DeepSeek, a hugely popular Chinese AI assistant, has been temporarily unavailable in app stores in South Korea since February 15. The press release from the Personal Information Protection Commission (PIPC), which is responsible for data protection, states that downloads will resume as soon as the Chinese AI company complies with local data protection laws, and those who have the app can still use it. DeepSeek is also blocked on South Korean government and military devices.
DeepSeek opened its local presence in South Korea only on February 10. The company also admitted that it did not fully consider South Korean data protection laws when launching the service globally. Fortunately for South Korean users, the new AI developer intends to cooperate with PIPC.

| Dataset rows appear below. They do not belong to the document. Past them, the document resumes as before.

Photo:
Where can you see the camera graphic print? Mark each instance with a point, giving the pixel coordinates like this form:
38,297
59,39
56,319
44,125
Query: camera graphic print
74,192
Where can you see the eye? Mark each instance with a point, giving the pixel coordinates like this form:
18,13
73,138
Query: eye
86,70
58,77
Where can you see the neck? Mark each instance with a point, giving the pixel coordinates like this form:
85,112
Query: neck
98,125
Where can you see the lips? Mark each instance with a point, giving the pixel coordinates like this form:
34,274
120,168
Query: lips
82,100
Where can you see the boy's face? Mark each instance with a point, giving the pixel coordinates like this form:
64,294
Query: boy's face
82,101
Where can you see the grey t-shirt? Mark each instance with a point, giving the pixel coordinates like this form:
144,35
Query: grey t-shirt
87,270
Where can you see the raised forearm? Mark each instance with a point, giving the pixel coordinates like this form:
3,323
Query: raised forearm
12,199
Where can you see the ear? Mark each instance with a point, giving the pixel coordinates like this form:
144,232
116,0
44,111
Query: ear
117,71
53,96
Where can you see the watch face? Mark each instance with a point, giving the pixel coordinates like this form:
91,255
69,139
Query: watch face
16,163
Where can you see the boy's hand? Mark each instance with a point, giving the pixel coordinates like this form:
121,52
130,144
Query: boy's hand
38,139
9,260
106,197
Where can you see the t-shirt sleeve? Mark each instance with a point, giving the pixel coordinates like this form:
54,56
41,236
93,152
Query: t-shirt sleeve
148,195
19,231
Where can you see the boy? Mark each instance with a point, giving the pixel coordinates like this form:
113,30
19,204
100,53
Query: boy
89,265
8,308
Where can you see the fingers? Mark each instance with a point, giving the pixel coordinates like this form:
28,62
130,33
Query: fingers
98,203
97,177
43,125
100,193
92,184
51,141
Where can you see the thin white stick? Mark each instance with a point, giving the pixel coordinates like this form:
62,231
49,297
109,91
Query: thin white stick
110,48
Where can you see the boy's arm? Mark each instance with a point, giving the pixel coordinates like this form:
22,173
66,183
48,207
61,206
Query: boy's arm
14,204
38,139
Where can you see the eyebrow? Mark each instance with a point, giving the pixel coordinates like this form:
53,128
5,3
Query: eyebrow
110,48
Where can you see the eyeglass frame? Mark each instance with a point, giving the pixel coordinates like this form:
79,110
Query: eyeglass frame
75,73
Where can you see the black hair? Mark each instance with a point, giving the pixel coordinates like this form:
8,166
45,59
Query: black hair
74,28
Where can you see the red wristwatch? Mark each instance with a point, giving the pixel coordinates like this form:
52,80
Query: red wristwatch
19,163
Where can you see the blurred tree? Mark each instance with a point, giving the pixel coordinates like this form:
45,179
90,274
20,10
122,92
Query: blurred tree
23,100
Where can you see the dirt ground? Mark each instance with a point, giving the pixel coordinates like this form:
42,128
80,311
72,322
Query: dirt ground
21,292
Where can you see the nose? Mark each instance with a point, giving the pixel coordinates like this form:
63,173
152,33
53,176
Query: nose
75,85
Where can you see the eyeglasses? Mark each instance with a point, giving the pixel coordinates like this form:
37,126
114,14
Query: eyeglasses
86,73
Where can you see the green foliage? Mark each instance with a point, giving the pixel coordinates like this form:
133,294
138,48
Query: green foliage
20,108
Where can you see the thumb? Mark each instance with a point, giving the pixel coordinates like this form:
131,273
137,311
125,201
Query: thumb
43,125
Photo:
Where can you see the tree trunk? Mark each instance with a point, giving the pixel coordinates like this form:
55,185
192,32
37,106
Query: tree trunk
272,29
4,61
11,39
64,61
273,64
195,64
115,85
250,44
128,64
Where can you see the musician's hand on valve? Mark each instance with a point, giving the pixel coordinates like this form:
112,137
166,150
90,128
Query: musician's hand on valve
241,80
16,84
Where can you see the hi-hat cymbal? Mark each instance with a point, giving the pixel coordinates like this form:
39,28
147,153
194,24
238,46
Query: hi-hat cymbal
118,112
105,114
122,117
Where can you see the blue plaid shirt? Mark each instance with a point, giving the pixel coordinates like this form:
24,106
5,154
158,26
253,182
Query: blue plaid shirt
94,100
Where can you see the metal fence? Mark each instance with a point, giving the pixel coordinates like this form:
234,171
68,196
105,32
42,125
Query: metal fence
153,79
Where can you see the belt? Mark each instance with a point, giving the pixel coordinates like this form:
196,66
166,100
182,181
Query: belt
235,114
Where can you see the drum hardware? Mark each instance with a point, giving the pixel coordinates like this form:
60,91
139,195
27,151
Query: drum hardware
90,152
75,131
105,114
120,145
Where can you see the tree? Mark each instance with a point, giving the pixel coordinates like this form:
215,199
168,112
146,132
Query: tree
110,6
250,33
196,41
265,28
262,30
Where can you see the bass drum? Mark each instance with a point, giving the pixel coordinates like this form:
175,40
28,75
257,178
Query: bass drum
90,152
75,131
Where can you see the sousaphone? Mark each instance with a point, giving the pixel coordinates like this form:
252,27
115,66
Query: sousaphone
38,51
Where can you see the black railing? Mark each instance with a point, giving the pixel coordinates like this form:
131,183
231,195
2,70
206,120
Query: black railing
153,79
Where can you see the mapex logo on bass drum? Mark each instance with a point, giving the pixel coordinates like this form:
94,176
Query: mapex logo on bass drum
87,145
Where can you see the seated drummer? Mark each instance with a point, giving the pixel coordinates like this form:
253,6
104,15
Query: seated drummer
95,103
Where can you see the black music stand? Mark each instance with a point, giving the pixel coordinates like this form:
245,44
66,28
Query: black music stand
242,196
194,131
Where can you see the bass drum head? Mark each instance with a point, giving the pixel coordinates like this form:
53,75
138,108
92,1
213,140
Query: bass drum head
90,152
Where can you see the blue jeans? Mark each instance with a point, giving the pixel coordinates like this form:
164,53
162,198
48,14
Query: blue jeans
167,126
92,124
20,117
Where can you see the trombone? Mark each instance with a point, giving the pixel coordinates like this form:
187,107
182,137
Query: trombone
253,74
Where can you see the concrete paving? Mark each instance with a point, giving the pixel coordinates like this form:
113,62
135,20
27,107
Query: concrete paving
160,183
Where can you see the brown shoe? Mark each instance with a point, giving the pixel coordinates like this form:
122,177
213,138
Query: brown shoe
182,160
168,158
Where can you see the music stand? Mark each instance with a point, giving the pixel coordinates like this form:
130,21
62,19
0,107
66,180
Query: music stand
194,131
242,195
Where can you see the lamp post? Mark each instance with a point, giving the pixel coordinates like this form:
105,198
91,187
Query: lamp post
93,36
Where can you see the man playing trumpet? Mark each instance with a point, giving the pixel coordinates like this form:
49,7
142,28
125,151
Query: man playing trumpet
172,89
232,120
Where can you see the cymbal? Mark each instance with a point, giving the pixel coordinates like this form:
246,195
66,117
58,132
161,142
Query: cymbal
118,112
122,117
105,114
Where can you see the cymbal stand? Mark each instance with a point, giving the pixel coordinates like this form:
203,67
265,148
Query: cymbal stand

The PIPC says that it will take some time to verify DeepSeek. On-site inspections of six artificial intelligence services from Google, OpenAI, Microsoft, and others took about five months. This inspection should take less time, as it only applies to DeepSeek.
In a statement to TechCrunch, the PIPC said it had discovered that DeepSeek had been transferring Korean users’ data to ByteDance, TikTok’s parent company. Local users were warned against entering personal information into the app.

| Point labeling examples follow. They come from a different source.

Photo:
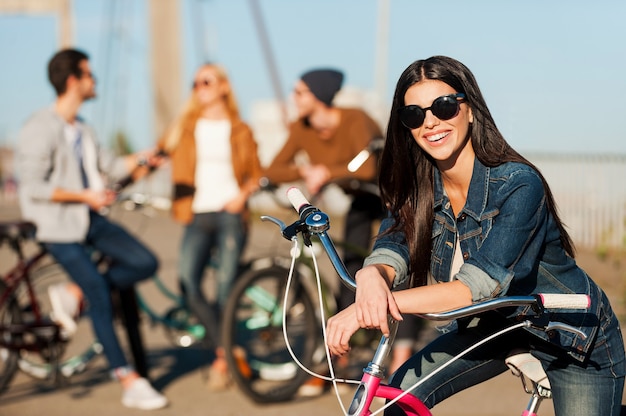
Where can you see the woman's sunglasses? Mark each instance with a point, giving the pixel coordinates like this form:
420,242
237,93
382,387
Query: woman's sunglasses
444,108
203,83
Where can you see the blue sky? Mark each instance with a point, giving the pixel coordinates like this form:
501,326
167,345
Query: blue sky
553,72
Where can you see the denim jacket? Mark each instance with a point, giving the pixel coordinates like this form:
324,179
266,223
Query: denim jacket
510,245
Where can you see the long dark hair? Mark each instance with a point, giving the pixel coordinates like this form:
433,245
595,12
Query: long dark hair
406,171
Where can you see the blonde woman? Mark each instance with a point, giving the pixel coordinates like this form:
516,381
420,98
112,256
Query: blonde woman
215,169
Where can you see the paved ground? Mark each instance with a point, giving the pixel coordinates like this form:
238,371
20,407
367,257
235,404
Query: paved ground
177,372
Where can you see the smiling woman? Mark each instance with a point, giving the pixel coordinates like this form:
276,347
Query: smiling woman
471,219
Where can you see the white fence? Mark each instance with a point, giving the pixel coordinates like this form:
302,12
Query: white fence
591,196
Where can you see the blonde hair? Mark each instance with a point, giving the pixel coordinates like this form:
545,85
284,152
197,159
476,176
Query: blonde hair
192,109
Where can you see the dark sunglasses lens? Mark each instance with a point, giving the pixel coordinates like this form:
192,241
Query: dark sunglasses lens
445,108
411,116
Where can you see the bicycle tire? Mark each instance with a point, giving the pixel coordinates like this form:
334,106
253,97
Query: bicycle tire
9,314
68,355
252,336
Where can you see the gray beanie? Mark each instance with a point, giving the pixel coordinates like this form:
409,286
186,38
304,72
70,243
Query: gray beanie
323,83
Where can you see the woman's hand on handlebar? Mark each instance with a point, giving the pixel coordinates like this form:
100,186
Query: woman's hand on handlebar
374,300
339,330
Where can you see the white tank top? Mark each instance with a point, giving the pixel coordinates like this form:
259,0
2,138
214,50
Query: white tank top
214,177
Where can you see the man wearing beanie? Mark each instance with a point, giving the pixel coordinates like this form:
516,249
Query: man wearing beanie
331,137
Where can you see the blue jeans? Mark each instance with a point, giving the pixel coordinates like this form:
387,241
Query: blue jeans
212,238
131,262
591,388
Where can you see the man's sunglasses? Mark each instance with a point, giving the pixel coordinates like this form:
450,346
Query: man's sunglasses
444,108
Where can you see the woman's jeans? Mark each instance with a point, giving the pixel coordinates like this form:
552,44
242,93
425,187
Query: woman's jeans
592,388
130,263
211,239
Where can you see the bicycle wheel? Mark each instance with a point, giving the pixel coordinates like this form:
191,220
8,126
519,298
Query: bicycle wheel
255,348
62,357
9,314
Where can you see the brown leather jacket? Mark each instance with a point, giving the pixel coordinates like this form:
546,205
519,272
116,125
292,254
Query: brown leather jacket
246,164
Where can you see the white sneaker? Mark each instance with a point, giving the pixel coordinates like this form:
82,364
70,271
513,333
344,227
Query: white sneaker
65,307
141,395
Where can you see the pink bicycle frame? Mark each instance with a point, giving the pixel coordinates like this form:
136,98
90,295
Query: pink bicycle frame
371,387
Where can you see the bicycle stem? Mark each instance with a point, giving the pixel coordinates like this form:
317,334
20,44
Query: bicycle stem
316,222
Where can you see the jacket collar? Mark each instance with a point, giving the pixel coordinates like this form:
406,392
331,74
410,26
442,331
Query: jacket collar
476,196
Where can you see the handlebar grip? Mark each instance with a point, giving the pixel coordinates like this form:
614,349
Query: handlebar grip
564,301
297,198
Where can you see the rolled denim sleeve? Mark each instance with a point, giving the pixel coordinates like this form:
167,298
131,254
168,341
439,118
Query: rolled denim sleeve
389,258
391,249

Last month, Italy’s data protection authority, or Garante, sent DeepSeek an information request, asking what type of data the models were trained on and several other questions. Other countries, such as Australia and Taiwan, have also banned the app on government devices for security reasons.
Chinese Foreign Ministry spokesperson Guo Jiakun responded to the DeepSeek ban in South Korea by saying that Beijing would never ask any company or individual to store or collect data illegally.